The version scan identified active services on the desktop host and helped confirm which systems were exposing network services. This step was useful for distinguishing between devices that were merely online and those that were actually accepting connections.

As part of the security assessment, the diagrams below visually represent the home network setup, highlighting the devices and services identified during scanning.

This diagram visualises the local 192.168.0.0/24 network, showing the router with its open ports and all connected devices, including the desktop and the unidentified hosts.

Network Topology Overview

At the centre of the topology is the Tenda home router (192.168.0.1), functioning as both the default gateway and the primary wireless access point. All detected devices, whether connected through Ethernet or Wi-Fi, communicate through this router.

Discovered Network Components

  • Router (192.168.0.1) – Central gateway providing essential network routing and hosting multiple services:
    • 80/tcp (HTTP)
    • 443/tcp (HTTPS)
    • 9000/tcp (unknown service)
  • Desktop PC (192.168.0.199) – Trusted endpoint connected to the network.
  • Unknown Device (192.168.0.179) – Unidentified device requiring verification.
  • Unknown Device (192.168.0.191) – Unidentified endpoint requiring investigation.
  • Unknown Device (192.168.0.196) – Unidentified endpoint requiring investigation.

A design-focused callout box highlights the router’s exposed services, emphasising that these open management and application ports may require additional security hardening. The visualisation communicates a centralised router with multiple endpoints—some trusted and some unidentified—along with a quick overview of potential exposure points.

Security Risk Assessment

Presence of Unidentified Devices

Nmap detected multiple unknown hosts within the 192.168.0.0/24 subnet. Because these IP addresses were not immediately associated with known devices, they could represent IoT devices, guest connections, or potentially unauthorised endpoints. Any unknown or unmanaged device increases the overall attack surface.
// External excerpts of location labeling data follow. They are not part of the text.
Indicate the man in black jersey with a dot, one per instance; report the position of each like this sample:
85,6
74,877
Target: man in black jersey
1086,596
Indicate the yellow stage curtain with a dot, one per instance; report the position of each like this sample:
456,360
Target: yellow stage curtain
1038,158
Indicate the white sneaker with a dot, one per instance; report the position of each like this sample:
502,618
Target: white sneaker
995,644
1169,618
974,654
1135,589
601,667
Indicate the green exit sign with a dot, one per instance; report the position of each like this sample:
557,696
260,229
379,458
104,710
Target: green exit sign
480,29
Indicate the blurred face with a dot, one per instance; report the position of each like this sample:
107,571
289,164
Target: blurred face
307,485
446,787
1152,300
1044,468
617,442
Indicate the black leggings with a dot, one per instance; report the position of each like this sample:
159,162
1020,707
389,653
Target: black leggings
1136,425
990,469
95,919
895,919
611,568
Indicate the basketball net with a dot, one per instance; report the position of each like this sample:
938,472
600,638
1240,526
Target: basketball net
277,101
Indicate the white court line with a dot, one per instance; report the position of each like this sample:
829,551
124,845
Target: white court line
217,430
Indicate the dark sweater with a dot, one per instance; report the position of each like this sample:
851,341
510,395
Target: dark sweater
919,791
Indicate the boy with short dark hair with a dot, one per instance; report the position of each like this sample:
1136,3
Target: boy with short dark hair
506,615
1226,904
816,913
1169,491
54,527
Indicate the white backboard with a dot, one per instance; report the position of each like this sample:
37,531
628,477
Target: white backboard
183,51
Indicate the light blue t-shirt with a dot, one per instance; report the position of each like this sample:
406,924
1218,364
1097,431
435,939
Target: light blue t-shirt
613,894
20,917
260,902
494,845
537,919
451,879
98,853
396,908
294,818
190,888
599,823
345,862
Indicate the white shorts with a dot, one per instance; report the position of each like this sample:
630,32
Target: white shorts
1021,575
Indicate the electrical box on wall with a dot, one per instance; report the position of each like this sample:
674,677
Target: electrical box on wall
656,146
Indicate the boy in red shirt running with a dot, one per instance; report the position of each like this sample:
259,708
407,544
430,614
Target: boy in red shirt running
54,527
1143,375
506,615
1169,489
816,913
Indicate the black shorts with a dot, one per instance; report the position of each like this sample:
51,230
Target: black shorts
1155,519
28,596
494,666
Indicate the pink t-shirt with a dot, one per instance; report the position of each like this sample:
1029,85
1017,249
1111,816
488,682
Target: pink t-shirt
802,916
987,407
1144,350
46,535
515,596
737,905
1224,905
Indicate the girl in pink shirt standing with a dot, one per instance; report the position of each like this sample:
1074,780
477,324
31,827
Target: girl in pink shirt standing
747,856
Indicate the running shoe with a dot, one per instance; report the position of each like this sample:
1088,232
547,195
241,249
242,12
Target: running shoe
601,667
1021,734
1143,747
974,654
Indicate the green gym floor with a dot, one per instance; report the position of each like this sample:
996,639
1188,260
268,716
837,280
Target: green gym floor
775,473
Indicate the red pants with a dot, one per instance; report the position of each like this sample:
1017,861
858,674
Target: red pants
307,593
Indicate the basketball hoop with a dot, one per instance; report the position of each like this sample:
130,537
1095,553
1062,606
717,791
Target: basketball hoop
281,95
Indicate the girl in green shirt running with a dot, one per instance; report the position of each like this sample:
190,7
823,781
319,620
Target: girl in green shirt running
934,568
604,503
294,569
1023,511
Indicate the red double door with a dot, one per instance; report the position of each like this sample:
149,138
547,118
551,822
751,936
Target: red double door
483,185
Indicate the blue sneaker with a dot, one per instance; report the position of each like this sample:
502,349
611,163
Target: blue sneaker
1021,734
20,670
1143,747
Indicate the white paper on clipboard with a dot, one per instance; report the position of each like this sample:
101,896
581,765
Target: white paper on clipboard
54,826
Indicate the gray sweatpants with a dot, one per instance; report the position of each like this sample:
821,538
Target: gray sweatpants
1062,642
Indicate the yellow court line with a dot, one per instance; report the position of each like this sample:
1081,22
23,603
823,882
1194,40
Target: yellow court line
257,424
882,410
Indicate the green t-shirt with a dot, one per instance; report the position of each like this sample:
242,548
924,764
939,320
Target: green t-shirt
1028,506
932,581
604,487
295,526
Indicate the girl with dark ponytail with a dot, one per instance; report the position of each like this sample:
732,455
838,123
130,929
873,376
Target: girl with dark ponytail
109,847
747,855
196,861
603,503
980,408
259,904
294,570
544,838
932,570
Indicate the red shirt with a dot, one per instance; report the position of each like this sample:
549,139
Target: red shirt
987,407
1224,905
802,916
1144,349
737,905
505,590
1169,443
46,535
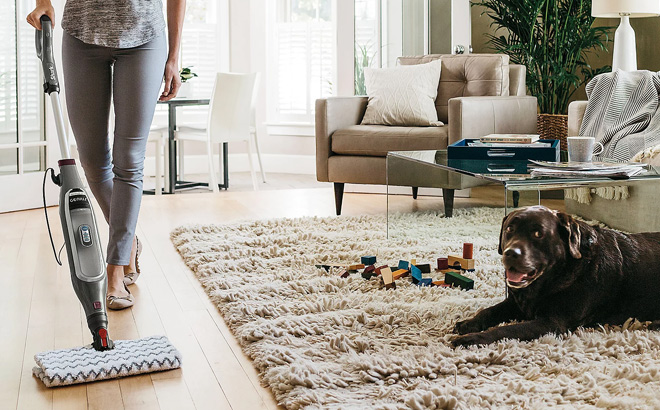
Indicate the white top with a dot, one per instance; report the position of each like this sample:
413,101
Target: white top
114,23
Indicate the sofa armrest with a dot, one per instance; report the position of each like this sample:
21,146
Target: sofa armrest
332,114
474,117
576,111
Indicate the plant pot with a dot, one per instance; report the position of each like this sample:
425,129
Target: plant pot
185,91
553,127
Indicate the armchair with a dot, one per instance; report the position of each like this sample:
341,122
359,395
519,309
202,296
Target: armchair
478,94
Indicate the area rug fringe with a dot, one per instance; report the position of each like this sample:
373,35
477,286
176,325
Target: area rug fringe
320,341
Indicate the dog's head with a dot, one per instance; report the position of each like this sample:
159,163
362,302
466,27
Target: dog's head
535,239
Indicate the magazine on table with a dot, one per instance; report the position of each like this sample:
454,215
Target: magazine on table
586,169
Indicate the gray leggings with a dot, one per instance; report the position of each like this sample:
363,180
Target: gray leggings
132,77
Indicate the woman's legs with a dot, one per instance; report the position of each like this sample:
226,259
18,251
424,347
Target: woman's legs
135,76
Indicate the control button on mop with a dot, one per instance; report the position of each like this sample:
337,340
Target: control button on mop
85,235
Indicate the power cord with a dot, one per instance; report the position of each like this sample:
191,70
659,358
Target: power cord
55,178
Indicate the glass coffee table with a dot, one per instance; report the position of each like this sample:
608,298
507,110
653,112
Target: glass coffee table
432,169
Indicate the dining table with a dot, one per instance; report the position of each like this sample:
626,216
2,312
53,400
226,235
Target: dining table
172,183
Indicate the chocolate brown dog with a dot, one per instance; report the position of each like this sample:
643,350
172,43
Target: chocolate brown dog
563,274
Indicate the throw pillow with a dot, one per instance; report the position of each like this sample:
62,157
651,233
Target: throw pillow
403,95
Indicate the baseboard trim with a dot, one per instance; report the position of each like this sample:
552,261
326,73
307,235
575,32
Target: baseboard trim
276,163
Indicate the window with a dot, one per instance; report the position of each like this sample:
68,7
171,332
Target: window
302,59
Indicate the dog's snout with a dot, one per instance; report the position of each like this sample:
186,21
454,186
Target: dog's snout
512,252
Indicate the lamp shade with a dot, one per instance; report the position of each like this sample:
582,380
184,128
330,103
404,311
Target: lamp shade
631,8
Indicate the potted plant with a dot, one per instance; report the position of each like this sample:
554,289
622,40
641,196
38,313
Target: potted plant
186,88
552,38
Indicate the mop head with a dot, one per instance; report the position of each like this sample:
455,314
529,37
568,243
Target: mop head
84,364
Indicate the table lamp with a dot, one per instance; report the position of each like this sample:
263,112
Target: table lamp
625,54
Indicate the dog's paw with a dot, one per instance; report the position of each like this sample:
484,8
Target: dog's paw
468,326
469,340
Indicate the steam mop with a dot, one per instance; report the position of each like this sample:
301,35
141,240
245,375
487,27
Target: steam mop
104,358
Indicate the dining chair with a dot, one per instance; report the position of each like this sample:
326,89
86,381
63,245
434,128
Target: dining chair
231,117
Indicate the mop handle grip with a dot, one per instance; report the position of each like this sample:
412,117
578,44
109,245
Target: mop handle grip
44,43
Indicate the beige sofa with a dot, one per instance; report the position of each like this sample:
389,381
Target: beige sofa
478,94
637,213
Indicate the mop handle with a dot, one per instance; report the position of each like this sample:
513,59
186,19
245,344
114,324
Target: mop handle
44,44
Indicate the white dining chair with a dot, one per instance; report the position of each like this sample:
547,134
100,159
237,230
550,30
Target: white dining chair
231,117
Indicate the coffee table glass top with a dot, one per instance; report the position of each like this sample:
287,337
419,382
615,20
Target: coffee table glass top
513,174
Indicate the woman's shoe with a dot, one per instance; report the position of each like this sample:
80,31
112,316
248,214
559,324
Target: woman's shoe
120,302
131,277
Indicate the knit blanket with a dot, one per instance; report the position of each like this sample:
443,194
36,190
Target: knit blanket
622,112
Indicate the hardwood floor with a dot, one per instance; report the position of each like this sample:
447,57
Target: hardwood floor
39,310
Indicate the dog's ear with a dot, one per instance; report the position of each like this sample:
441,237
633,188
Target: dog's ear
499,246
573,234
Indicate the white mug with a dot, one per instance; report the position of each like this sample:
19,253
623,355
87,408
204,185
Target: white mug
581,149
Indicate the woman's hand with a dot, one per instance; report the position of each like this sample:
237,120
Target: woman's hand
43,8
172,80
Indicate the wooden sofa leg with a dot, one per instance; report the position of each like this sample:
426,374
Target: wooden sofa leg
339,195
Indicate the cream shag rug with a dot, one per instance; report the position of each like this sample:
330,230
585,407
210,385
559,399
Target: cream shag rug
320,341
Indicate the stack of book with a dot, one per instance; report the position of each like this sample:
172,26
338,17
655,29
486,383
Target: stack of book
586,169
510,141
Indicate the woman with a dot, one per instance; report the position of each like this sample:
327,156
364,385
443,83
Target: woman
116,50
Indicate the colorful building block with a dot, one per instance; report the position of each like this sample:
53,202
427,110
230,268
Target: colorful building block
386,274
462,263
380,268
457,279
416,273
425,267
400,273
368,260
467,250
369,272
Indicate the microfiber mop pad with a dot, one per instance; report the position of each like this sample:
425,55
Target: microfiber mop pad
84,364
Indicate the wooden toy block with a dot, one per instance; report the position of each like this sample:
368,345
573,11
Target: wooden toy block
391,285
368,275
467,250
368,260
401,273
465,264
425,268
379,269
386,274
457,279
327,266
369,272
416,273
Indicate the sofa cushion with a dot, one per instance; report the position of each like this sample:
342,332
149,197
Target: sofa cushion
403,95
465,75
377,140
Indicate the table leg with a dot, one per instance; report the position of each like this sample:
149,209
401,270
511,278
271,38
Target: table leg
225,164
448,198
171,125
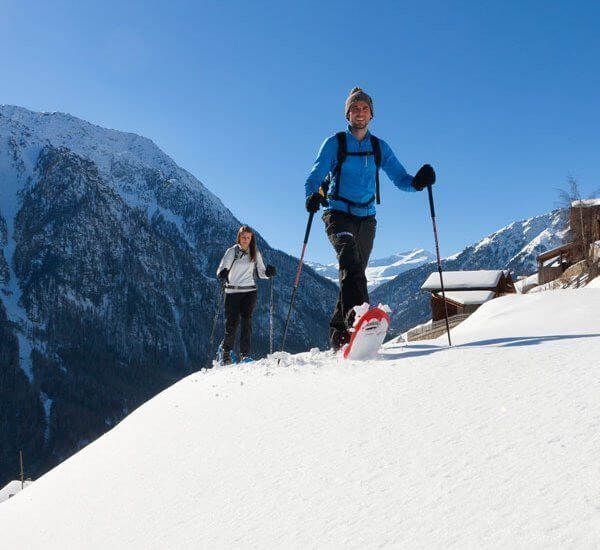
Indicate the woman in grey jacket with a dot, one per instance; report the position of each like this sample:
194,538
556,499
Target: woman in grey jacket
237,272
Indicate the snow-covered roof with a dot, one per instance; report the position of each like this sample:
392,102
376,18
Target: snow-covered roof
463,280
470,297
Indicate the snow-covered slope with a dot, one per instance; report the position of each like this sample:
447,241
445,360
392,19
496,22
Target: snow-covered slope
381,270
514,248
108,253
490,444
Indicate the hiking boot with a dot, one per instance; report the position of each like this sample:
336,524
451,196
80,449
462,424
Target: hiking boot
339,338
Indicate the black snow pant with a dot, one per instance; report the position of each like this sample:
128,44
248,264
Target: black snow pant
239,305
352,238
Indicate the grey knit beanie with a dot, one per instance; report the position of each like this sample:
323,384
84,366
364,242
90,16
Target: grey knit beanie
357,94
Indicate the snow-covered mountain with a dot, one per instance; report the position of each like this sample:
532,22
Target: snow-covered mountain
381,270
108,252
514,247
492,443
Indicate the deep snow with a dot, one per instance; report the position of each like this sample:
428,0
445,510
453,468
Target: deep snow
493,443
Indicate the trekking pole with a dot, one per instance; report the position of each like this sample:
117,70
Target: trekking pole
310,217
217,311
271,319
437,251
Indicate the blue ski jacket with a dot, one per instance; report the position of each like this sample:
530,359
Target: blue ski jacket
357,174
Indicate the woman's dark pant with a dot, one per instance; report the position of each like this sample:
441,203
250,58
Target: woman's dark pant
352,238
239,305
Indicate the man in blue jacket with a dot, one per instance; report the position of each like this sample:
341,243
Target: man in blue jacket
345,180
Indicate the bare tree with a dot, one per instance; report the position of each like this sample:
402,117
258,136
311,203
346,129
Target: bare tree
570,198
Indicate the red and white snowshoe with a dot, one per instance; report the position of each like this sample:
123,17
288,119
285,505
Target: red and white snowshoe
368,332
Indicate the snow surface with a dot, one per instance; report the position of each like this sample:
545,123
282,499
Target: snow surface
380,270
470,297
454,280
493,443
12,488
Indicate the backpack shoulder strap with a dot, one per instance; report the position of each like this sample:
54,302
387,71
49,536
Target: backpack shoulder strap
376,146
342,153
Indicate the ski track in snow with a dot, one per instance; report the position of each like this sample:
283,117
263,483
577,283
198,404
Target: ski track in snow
492,443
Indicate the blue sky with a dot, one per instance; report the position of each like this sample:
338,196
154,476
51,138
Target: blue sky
501,98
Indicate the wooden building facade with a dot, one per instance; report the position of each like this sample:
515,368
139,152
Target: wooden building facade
465,291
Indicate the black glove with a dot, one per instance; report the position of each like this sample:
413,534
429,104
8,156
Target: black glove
315,201
424,177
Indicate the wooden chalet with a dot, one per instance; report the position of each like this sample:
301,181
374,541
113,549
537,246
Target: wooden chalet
466,290
553,263
584,223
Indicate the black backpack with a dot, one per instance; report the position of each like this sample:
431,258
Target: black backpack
342,154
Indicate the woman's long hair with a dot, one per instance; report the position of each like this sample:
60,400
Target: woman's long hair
252,247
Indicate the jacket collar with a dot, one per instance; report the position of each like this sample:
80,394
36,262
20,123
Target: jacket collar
350,135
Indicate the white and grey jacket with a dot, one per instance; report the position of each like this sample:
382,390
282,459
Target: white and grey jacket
241,270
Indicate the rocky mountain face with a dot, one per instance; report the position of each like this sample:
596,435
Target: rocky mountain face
513,248
108,252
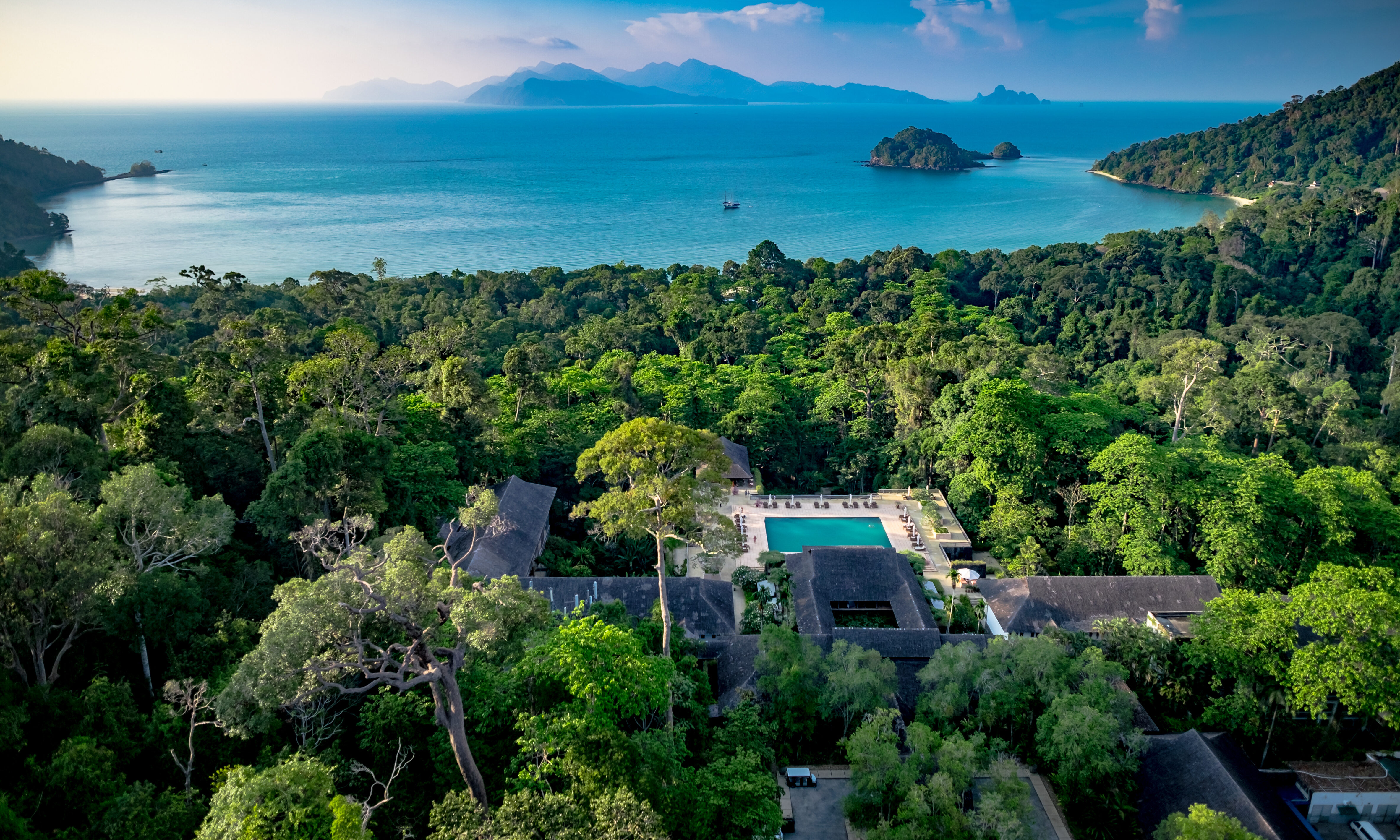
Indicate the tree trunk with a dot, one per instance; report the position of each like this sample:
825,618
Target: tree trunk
665,619
146,659
665,605
262,425
447,698
1272,720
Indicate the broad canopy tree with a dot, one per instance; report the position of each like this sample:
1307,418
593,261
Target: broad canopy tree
393,615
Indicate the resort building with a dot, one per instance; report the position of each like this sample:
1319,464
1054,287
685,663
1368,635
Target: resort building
1186,768
1030,607
516,539
740,475
1343,792
703,608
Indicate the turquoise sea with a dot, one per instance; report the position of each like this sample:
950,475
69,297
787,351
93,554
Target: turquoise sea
276,191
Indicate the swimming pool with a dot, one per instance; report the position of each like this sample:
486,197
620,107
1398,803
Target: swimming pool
790,534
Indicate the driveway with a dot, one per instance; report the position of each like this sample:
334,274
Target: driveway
817,813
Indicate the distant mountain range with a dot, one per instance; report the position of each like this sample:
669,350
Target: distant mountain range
692,83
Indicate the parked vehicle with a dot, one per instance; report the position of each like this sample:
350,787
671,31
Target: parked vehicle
1363,829
800,778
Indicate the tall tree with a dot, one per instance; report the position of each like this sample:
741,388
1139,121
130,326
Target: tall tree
1186,366
387,618
162,527
664,484
58,565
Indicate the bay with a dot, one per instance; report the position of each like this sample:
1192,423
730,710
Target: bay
278,191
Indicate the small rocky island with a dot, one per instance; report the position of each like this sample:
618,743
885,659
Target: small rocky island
1003,97
926,149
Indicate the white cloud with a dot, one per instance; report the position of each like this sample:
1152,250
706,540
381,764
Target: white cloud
946,20
695,24
1163,17
542,41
Router Exposing Web Management Interfaces

The router (192.168.0.1) exposes management services over both HTTP (80) and HTTPS (443).

  • HTTPS is secure and generally acceptable.
  • HTTP, however, may transmit login credentials in plaintext if used, posing a significant risk.

If weak or default credentials are configured, an attacker with network access could compromise the router.

Unidentified Service Running on Port 9000/tcp

An additional service is listening on 9000/tcp, and its purpose is not immediately known. Until verified, this service should be treated as a potential vulnerability, particularly because it is running on a critical network device.

What We Can Do Next

Based on our findings, the following steps should be taken to strengthen network security:

  • Identify and label all devices connected to the network to ensure that no unauthorised hosts exist.
  • Secure the router’s management interfaces by:
    • Disabling HTTP access
    • Using strong, unique administrator credentials
  • Investigate the service running on port 9000 and disable it if it is unnecessary.
  • Keep the router firmware updated to mitigate known vulnerabilities.